For the second quarter of 2010, FirstMerit reported earnings of $0.32 per share compared with $0.21 per share last quarter and $0.13 per share for the year ago quarter. Included in these numbers are $4.4 million or $0.03 of one-time costs related to the acquisitions. A strong showing is a result of many positive accomplishments. I’ll go into detail on some of these as will Bill Richgels, our Chief Credit Officer and Terry Bichsel, our CFO.

Before we do, let me give you a quick overview of some of the many high points for us this past quarter. Our net income for the quarter was $31.5 million, compared with $18.8 million for the first quarter of 2010 and $15.5 million for the second quarter a year ago. Revenues grew by $24 million or 16% over the previous quarter and by $33 million or 24% over the year ago quarter.

Our net interest margin expanded 32 basis points over the first quarter from 3.72% to 4.04%. Disciplined expense control is a critical element of our efficiency ratio and I’m pleased to report our continued efforts are paying off. Our second quarter efficiency ratio of 61.3% compares very favorably to the prior quarter number of 63.6% and our year ago ratio of 65.3%. From an asset quality standpoint, net charge-offs at $20.3 million or 1.18% of the average loans improved against the previous quarter’s $22.8 million or 1.36%. Nonperforming assets declined $14 million or 11% from March 31.

Criticized and classified loans drop $49 million or 12%. I am also pleased with the trend in early stage delinquencies which has now declined for three consecutive quarters versus the prior year quarter. Shareholder equity was $1.5 billion at June 30, up from $1.2 billion at March 31 and $1 billion, the year prior year quarter end.

Our tangible common equity ratio at June 30 is a solid 7.34%. We supported our Chicago expansion with a successful capital raise in May that added $320 million of common equity to our balance sheet. Internal capital generation in the quarter further strengthened our capital position and fortified the balance sheet.

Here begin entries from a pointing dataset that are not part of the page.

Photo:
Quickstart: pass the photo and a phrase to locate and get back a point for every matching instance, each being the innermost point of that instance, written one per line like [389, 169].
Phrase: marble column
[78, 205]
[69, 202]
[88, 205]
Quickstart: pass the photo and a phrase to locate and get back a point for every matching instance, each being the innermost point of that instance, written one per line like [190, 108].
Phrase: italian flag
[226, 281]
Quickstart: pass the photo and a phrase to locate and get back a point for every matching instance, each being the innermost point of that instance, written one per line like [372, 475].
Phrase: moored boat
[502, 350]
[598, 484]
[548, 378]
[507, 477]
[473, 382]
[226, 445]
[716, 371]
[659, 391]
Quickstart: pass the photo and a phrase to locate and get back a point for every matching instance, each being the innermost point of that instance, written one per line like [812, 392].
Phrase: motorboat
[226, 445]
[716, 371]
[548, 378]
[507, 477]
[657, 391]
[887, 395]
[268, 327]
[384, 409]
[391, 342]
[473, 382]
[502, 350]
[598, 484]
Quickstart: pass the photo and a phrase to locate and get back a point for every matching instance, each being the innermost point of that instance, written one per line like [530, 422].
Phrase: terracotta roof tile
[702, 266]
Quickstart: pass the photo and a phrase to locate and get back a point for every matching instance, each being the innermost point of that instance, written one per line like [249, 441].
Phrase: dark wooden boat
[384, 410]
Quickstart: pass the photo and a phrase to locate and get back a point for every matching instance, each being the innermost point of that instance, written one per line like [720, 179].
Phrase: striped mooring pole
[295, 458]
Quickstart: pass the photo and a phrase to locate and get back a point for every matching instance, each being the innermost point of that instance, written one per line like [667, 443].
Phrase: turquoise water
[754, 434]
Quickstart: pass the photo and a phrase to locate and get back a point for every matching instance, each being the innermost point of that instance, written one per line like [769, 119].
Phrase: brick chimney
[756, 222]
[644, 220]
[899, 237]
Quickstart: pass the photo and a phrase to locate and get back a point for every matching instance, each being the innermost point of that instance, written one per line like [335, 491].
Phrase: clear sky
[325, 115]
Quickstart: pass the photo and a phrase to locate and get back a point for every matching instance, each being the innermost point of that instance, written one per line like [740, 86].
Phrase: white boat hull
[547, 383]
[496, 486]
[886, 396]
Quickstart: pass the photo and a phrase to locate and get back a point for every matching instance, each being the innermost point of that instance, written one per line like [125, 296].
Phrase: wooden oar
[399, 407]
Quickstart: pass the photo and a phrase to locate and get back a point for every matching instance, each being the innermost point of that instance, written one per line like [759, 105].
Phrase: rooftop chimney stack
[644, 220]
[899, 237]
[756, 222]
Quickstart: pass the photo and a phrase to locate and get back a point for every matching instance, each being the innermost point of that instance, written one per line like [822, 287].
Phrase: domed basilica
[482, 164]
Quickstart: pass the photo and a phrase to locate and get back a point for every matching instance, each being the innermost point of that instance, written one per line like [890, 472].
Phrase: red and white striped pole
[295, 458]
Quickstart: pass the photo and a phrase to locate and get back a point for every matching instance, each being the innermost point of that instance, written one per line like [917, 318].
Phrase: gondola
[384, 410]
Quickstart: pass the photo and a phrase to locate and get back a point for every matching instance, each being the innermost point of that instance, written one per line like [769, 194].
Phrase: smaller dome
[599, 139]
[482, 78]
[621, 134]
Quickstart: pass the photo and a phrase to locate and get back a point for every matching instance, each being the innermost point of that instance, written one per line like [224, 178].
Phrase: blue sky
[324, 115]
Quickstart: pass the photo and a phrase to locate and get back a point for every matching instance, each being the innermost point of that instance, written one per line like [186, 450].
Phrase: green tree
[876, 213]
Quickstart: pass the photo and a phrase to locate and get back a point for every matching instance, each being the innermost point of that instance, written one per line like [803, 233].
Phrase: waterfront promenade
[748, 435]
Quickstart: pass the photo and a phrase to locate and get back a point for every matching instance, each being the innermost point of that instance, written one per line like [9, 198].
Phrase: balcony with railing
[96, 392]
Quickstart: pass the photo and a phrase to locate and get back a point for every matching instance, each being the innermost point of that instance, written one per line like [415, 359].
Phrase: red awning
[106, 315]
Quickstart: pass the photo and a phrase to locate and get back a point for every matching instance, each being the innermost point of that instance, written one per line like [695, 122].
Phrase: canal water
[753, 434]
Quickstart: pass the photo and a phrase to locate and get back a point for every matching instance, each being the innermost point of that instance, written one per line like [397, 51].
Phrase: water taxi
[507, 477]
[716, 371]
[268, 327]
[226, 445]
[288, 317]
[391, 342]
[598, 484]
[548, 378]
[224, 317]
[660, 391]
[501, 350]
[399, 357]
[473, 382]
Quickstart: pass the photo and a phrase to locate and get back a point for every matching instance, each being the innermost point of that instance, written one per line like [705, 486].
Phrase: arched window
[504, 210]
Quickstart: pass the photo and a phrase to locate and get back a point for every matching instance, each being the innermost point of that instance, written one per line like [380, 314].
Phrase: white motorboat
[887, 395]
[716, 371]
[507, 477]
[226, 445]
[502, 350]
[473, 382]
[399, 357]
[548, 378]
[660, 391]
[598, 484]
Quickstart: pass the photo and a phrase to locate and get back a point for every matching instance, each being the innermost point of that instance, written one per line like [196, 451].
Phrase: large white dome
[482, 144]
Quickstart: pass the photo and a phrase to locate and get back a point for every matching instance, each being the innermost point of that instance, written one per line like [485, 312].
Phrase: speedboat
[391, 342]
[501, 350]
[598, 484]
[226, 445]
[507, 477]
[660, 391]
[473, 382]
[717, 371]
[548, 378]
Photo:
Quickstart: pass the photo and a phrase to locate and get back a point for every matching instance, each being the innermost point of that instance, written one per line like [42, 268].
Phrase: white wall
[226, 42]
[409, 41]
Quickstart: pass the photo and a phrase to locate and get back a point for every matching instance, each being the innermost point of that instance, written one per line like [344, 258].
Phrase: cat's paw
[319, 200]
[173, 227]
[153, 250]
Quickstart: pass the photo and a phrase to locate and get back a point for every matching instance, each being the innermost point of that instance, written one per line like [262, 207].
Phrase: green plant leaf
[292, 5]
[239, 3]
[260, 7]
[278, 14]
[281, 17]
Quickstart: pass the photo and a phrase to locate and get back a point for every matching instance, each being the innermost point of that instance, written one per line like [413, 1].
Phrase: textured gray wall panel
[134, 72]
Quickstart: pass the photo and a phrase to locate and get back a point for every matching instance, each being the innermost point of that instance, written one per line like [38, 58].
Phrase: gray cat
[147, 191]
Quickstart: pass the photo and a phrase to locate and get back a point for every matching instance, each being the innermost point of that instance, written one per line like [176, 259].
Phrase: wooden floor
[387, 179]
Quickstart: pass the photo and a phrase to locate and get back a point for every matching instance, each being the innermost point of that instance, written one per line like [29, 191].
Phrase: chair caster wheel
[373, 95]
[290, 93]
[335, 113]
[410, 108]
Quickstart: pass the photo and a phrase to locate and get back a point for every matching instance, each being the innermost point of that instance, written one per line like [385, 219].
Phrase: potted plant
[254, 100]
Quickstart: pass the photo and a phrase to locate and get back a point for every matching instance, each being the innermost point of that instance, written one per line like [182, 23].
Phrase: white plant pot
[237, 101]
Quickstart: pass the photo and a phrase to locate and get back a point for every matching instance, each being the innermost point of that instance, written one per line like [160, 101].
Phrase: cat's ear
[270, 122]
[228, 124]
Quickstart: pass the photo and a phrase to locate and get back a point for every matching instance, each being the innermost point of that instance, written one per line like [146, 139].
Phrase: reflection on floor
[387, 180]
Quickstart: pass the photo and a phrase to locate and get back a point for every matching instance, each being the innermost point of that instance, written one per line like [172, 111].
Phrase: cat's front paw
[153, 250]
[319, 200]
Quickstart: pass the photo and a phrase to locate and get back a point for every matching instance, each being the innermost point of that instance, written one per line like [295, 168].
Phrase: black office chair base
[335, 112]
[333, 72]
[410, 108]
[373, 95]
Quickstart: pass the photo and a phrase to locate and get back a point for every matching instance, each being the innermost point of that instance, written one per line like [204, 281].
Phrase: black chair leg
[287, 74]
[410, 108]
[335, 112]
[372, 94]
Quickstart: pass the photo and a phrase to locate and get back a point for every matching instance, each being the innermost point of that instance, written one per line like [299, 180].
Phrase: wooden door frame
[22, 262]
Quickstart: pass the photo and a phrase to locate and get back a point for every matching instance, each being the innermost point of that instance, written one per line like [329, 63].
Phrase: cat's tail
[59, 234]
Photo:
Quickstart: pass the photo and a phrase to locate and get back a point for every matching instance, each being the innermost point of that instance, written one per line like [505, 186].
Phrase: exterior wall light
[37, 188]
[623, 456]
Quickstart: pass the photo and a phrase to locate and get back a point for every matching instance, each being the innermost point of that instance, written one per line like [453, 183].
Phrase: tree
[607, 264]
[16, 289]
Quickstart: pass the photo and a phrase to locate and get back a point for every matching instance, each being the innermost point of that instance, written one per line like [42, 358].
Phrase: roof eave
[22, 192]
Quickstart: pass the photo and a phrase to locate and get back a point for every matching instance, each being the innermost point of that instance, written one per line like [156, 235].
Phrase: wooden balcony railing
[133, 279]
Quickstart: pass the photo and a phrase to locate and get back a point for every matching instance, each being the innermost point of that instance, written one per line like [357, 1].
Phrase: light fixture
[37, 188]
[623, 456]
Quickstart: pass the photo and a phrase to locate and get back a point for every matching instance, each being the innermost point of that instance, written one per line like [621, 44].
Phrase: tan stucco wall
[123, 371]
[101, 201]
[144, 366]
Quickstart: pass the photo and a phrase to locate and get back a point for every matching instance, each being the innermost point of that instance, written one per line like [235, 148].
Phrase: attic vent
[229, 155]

Lastly, we are very excited about the Chicago acquisition of Midwest Bank and Trust. This was a very competitive bidding process that we believe the franchise is crucial from a strategic and financial perspective to execute our growth strategy. We now are in possession to fully take advantage of a growing market in the midst of market disruption. This truly provides long term organic growth opportunities, which we are well positioned to capitalize on.

I am also satisfied with the credit results we are showing in the second quarter. The company’s focus on disciplined underwriting and portfolio management have been instrumental in our profitability and invaluable to our shareholder base. We will remain committed to our credit discipline and I am confident that our credit metrics will benefit from our high standards implemented and reinforce back in 2006.

While the pace of economic recovery remains muted, we are positioned to continue serving our customer base. Regarding the current state of our Northeast Ohio and Chicago economies, the anecdotal evidence I am getting from our customer base is that business conditions continue to improve. While we are not seeing signs of growth characteristic of a normal recovery, there are signs of economic improvement in most industries. This trend also supported by the Cleveland and Chicago FED Beige Books, which both characterize a recovering and improving economy for their last six reports stating back to the fall of 2009.